Google’s Jeff Dean did an excellent talk at Stanford as part of EE380 – it is worth one’s time to listen. Very informative, instructive and innovative. As I listened, I jotted a few quick notes.
- Interesting comparison of the scale in search from 1999 to 2010
- Docs and queries are up 1000X, while the query latency has decreased 5X
- Interesting to hear that in 1999 they used to update a web page store in a month or two, but now it is reduced 50000X to seconds!
- They have had 7 significant revisions in 11 years
- Trivia : They encounter very expensive queries for example “circle of death” requires ~30GB of I/O
- Trivia : In 2004, they did a rethink and refreshed the systems infrastructure from scratch
- He discussed a little about encodings – informative discussion on Byte aligned variable length & group encoding schemes << I have to try it out …
- Trivia : They have had long distance links failure by wild dogs, sharks, dead horses and (in Oregon) drunken hunters !
- Jeff talked in length about MapReduce. An interesting set of statistics of MapReduce over time
- MapReduce at Google, now at 4 million jobs; processing ~1000 PB with 130 PB intermediate data and 45 PB output
- Data has doubled while the number of machines have been constant from ‘07 to ‘10.
- Machine usage has quadrupled while the job completion has doubled ‘07 to ‘10
- Trivia : Jeff shared an anecdote where the network engineers were rewiring the network while Jeff & Co were running MapReduce. They did lose machines in a strange pattern and were wondering what is going on; but the job succeeded, a little slower than normal and of course, the machines came back up ! Only after the fact did they hear about the network rewiring !
- He is working on a project called Spanner, that spans data centers. Looks like this is one of their hairy problems. Dean also mentioned this during Q & A. All their systems work well inside a datacenter, but have no way of spanning datacenters. They have manual methods & task specific tools to copy data across datacenters, monitor tasks across datacenters and so forth. But no systemic infrastructure.
- Declarative Policies, Common namespaces, transactions, strong and weak consistency and automation are all parts that Spanner addresses
- Declarative Policies, Common namespaces, transactions, strong and weak consistency and automation are all parts that Spanner addresses
- I think the most important part of the talk was the final section on experiences & patterns
- Break Large systems into smaller services. << We have heard this from Amazon as well. The Google page touches 200+ services. (Same with amazon page)
- One should be able to estimate performance based on back-of the envelope calculations
- I am compelled to insert Jeff’s “Numbers Everyone Should Know” as it is a very useful chart.

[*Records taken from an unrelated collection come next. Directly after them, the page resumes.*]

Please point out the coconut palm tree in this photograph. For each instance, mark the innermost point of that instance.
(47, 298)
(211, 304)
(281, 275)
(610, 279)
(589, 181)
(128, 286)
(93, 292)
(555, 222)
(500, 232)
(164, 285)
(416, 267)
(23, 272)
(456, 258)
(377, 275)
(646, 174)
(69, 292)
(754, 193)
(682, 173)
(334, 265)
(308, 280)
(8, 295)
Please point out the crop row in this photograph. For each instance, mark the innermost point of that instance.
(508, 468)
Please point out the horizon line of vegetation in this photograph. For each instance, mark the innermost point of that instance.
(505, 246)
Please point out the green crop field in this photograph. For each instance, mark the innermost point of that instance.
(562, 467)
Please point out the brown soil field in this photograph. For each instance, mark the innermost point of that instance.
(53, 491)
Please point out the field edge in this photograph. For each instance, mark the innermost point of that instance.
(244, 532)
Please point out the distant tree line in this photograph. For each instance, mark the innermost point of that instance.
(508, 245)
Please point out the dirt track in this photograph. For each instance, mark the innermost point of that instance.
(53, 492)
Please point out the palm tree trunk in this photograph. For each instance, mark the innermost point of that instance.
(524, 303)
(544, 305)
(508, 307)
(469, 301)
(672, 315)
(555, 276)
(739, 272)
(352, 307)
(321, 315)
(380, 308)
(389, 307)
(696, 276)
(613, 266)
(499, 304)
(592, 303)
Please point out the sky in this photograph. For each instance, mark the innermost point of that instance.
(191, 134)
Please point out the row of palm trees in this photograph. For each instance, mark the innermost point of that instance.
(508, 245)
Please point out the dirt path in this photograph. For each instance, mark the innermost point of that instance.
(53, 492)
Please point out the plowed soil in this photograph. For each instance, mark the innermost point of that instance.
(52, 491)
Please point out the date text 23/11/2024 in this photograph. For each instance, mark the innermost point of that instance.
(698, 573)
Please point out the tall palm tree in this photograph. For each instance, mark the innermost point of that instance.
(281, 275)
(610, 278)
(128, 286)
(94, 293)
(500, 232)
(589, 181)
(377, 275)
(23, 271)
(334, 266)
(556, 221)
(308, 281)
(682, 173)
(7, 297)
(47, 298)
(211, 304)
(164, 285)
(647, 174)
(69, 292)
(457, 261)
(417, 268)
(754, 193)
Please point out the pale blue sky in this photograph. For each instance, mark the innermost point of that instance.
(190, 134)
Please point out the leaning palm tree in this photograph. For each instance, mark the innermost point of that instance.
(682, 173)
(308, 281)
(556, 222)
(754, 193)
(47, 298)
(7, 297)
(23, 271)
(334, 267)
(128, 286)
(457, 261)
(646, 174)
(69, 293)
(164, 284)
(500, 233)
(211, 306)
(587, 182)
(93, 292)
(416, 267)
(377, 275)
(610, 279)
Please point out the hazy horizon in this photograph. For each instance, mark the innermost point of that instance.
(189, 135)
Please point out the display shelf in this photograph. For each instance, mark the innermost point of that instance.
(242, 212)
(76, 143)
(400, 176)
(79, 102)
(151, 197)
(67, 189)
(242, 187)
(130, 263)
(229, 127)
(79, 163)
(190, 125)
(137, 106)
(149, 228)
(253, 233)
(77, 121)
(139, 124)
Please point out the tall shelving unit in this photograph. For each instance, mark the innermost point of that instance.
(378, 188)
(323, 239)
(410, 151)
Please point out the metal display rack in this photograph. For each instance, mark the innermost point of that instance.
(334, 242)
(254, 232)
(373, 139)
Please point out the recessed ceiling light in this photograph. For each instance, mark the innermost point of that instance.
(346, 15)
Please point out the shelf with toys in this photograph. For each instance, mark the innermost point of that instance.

I hope Jeff doesn’t mind. [Update 11/17/10] Thanks to Kevin Le, this chart comes from Norvig’s blog.
- Identify common problems & build general systems to address them. Very important not to be all things to all people.
- Paraphrasing Jeff, “That final feature will drive you over the edge of complexity“!
- Don’t design to scale infinitely – consider 5X – 50X growth. But > 100X requires redesign << very insightful
- He likes the centralized master design & so does not suggest a fully distributed system. Of course, the master should not be in the data plane but can be a control plane artifact
- He also likes multiple small units per machine than a mongo job running on a big machine. Smaller units of work are easier to recover, load balance and scale. << agreed!
- He concludes the talk saying there are lots of interesting “Big Data” available.
- Couple of insights from the Q & A sessions
- They run chained sequence of M/Rs that implement some part of a larger algorithm in a sequence of steps than a Map-Reduce-Reduce-… pattern
- The predictive search is more of a resource issue and not a fundamental change in the underlying infrastructure
- He wishes they had incorporated distributed transactions as a part of their infrastructure for example : in GFS et al. Many internal apps have rolled their own. BTW, Spanner has distributed transactions
- Over all an excellent talk, as always … And a Big Thanks to Jeff Dean …
[Update 11/12/10] Last year Jeff has given a similar talk on scalability at WSDM 2009. Video [here] and slides [here]. Notes [here] and [here].
[Update 5/11/12] Question in Quora “What are the numbers that every computer engineer should know, according to Jeff Dean?“
Pingback: GNumbers « Quasi.dot
Pingback: pinboard November 13, 2010 — arghh.net
Pingback: Ein sehr interessanter Vortrag zu Infrastruktur- und Softwareskalierung von Google « Leben des wolf-u.li
Pingback: Dr Data's Blog
Pingback: Rhythm NewMedia Gets Funds, Ad Networks Still Hot; Mid-Rolls Growing Says Freewheel; The Privacy Czar
Great Summary.
Thanks.
I think that ‘Numbers Everyone Should Know’ chart might’ve originally come from Peter Norvig’s ‘Teach Yourself Programming in Ten Years’ http://norvig.com/21-days.html, written 5 years ago.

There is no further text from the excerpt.